What Type Of Stress And What Type Of Defence Some Evolved Regulators

Although we can be stressed by many different life events and loss of control, from an evolutionary point of view we need to identify stressors that can be chronic and that down-regulate PA. Depression (low PA) makes us withdraw effort from things that are unlikely to work out—this is called disengagement (Klinger, 1975)—or where to continue to engage in activities increases the risk of harm (Nesse, 2000). However, there are at least two meaningful evolutionary contexts where downregulation of PA may have been adaptive: attachment loss and entrapped defeat. This is not a new idea but has been suggested by many researchers (e.g., Beck, 1987; Sloman, 2000a). There are two central concepts to understanding how these work. First, in earlier evolutionary times, in certain contexts, the signals an animal emits may themselves be threats. This is because the animal may behave in a way that draws unwanted attention to itself (as from a predator or hostile conspecifics). Hence, an adaptive defensive response would be to stop the animal from behaving (emitting signals) in certain ways and thus reduce the risk of harm. The second point is that many defensive responses are designed for rapid action, and to be accessed quickly and produce discontinuities in behaviour; for example, when an animal needs to stop feeding and run from a predator, or to shift from one defence to another—for example, from fight to flight (Gilbert, 1984). Hence, a shutting down of 'signal emission' and a rapid shift in behaviour may be part of an evolved design for both attachment loss and defeats—a theme we will explore below.

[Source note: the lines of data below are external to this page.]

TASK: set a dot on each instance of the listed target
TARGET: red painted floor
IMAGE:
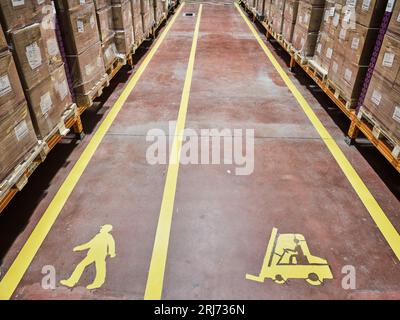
(222, 222)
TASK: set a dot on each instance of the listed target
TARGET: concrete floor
(221, 222)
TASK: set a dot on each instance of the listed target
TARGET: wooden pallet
(339, 95)
(19, 176)
(86, 101)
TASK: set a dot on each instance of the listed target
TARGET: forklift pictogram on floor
(288, 257)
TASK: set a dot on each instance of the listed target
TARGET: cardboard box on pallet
(105, 23)
(290, 11)
(276, 15)
(309, 17)
(17, 137)
(304, 42)
(122, 15)
(30, 54)
(383, 102)
(394, 25)
(368, 13)
(48, 100)
(388, 63)
(358, 43)
(124, 40)
(110, 52)
(18, 13)
(79, 28)
(11, 93)
(324, 50)
(87, 69)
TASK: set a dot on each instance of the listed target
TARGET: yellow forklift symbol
(288, 257)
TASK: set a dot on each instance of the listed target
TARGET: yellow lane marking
(155, 278)
(385, 226)
(18, 268)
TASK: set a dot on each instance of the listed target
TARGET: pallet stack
(289, 19)
(17, 136)
(383, 96)
(137, 22)
(30, 28)
(308, 22)
(83, 47)
(123, 26)
(147, 11)
(346, 42)
(106, 32)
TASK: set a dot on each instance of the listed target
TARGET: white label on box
(62, 88)
(376, 97)
(52, 47)
(89, 69)
(388, 59)
(366, 4)
(352, 3)
(347, 75)
(355, 43)
(80, 26)
(17, 3)
(396, 114)
(329, 53)
(5, 86)
(390, 5)
(335, 67)
(45, 103)
(319, 47)
(33, 55)
(21, 130)
(342, 34)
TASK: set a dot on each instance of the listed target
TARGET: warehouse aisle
(221, 222)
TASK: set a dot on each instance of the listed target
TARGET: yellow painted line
(18, 268)
(381, 220)
(155, 279)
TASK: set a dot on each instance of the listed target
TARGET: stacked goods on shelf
(123, 26)
(82, 45)
(106, 32)
(137, 22)
(159, 10)
(305, 34)
(289, 19)
(276, 15)
(31, 30)
(17, 136)
(146, 9)
(346, 42)
(383, 95)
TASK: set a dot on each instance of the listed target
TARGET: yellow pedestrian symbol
(288, 257)
(99, 248)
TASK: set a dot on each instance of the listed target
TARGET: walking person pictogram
(101, 246)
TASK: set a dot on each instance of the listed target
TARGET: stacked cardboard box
(146, 8)
(305, 34)
(137, 22)
(383, 95)
(346, 41)
(82, 43)
(159, 10)
(123, 26)
(17, 135)
(31, 30)
(106, 32)
(289, 19)
(276, 15)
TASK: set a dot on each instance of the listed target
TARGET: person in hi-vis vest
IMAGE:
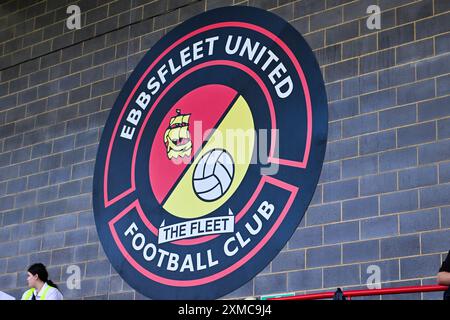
(41, 288)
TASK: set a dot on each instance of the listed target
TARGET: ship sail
(177, 138)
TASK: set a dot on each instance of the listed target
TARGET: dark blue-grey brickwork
(384, 194)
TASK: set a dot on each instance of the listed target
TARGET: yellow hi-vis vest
(31, 291)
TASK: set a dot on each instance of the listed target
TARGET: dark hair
(41, 271)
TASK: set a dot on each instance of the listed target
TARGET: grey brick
(435, 196)
(443, 85)
(328, 55)
(432, 67)
(12, 217)
(419, 221)
(305, 280)
(342, 32)
(398, 159)
(53, 241)
(25, 199)
(86, 219)
(306, 237)
(343, 108)
(97, 268)
(396, 36)
(76, 237)
(16, 185)
(86, 252)
(419, 266)
(63, 256)
(376, 184)
(69, 189)
(397, 76)
(402, 246)
(339, 276)
(6, 203)
(325, 19)
(8, 281)
(330, 172)
(361, 251)
(306, 7)
(434, 25)
(379, 227)
(77, 95)
(397, 117)
(60, 175)
(28, 246)
(66, 222)
(444, 172)
(417, 177)
(79, 203)
(289, 260)
(166, 19)
(37, 180)
(359, 125)
(436, 241)
(41, 149)
(415, 92)
(359, 166)
(341, 232)
(72, 156)
(342, 190)
(360, 208)
(86, 138)
(56, 101)
(359, 46)
(98, 119)
(341, 149)
(33, 213)
(21, 231)
(389, 270)
(9, 249)
(341, 70)
(444, 129)
(377, 142)
(83, 170)
(378, 100)
(333, 91)
(414, 11)
(376, 61)
(334, 131)
(434, 109)
(399, 201)
(414, 51)
(189, 11)
(86, 185)
(323, 256)
(50, 162)
(55, 208)
(434, 152)
(442, 43)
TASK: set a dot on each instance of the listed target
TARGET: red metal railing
(369, 292)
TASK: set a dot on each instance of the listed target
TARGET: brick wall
(384, 194)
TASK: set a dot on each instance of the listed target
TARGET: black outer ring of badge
(306, 179)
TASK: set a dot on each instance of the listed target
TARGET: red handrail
(368, 292)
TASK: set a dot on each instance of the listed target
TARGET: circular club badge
(211, 155)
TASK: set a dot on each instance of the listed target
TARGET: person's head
(37, 275)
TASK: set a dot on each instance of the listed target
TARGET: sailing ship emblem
(177, 138)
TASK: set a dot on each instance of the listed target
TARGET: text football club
(211, 155)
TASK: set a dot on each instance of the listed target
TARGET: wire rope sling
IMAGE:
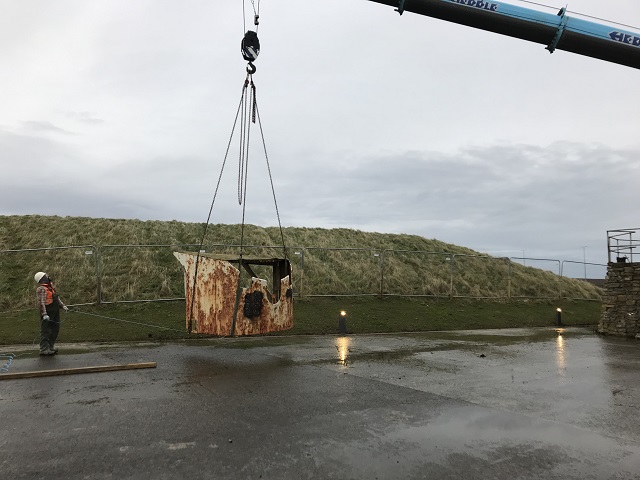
(248, 315)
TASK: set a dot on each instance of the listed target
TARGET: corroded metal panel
(214, 301)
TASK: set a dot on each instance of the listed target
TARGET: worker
(49, 305)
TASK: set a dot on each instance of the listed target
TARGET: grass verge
(166, 320)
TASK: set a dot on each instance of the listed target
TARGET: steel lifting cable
(248, 114)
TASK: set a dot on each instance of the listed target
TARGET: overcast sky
(372, 121)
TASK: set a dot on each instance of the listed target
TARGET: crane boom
(556, 31)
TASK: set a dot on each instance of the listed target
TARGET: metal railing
(622, 243)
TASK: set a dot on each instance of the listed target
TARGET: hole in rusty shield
(253, 304)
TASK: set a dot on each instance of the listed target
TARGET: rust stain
(215, 296)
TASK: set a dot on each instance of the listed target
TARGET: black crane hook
(250, 48)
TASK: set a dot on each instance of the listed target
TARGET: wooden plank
(74, 371)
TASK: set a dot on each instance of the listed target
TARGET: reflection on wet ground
(522, 403)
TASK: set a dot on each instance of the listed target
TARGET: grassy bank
(166, 320)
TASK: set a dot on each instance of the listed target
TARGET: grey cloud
(44, 127)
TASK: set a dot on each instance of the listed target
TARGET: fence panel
(153, 271)
(583, 270)
(342, 271)
(295, 257)
(416, 273)
(76, 283)
(480, 276)
(140, 273)
(527, 281)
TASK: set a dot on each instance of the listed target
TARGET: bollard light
(342, 322)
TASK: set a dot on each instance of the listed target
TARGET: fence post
(98, 274)
(301, 271)
(452, 256)
(381, 274)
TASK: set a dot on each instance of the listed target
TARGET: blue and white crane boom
(558, 31)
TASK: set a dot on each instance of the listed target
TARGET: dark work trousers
(49, 329)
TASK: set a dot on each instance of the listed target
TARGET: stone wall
(621, 301)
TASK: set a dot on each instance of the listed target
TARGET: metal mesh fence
(138, 273)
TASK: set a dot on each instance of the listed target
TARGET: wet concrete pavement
(507, 404)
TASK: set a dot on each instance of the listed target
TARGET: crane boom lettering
(558, 31)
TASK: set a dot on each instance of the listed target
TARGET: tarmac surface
(500, 404)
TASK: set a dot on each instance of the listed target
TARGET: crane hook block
(250, 46)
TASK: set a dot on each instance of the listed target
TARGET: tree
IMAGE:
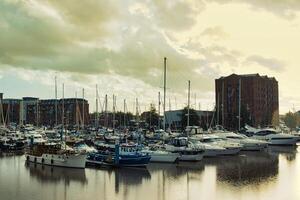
(194, 118)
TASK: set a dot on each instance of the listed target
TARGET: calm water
(274, 174)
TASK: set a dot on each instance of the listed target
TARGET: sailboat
(54, 154)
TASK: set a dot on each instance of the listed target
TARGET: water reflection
(44, 173)
(289, 152)
(246, 169)
(272, 175)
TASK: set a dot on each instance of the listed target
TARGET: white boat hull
(195, 157)
(167, 158)
(212, 153)
(231, 151)
(291, 141)
(72, 161)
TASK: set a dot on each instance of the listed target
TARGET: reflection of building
(13, 106)
(1, 108)
(258, 104)
(30, 110)
(174, 118)
(253, 168)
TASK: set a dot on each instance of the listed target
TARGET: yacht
(272, 136)
(185, 148)
(161, 155)
(210, 150)
(248, 144)
(54, 155)
(230, 148)
(119, 155)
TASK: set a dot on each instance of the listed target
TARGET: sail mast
(165, 85)
(56, 101)
(188, 108)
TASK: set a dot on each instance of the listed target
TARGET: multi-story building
(174, 119)
(11, 108)
(246, 99)
(30, 110)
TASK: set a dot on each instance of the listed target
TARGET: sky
(120, 45)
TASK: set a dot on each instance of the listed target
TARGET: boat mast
(188, 108)
(159, 104)
(124, 113)
(96, 116)
(55, 101)
(240, 87)
(63, 111)
(105, 110)
(165, 84)
(137, 110)
(223, 119)
(114, 111)
(83, 108)
(2, 121)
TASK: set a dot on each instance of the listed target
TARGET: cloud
(215, 32)
(85, 38)
(270, 63)
(284, 8)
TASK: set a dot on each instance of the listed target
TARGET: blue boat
(123, 155)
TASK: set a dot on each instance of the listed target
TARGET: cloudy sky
(120, 46)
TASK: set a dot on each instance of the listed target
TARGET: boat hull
(124, 161)
(165, 158)
(231, 151)
(285, 142)
(71, 161)
(195, 157)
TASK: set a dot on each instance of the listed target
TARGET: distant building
(1, 109)
(31, 110)
(11, 108)
(174, 119)
(258, 100)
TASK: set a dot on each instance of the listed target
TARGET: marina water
(273, 174)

The idea that some defensive responses are designed to stop an animal from engaging with its environment (Gilbert, 1989) and from seeking resources fits with the idea that the primary PA system that will be downregulated for this behaviour is the anticipatory PA system (Davidson, 2000). Moreover, studies of nonverbal behaviour in depression by Schelde (1998a;b) suggest that depression is marked by a reduction in signals for social engagements (as in eye gaze, facial expression, and speech), a feature which changes with recovery. Ellgring (1989), however, notes that there are sizeable individual differences in the non-verbal behaviour of depressed people, and much depends on what other affects are part of the clinical picture (for example, some patients are more anxious, and others more angry).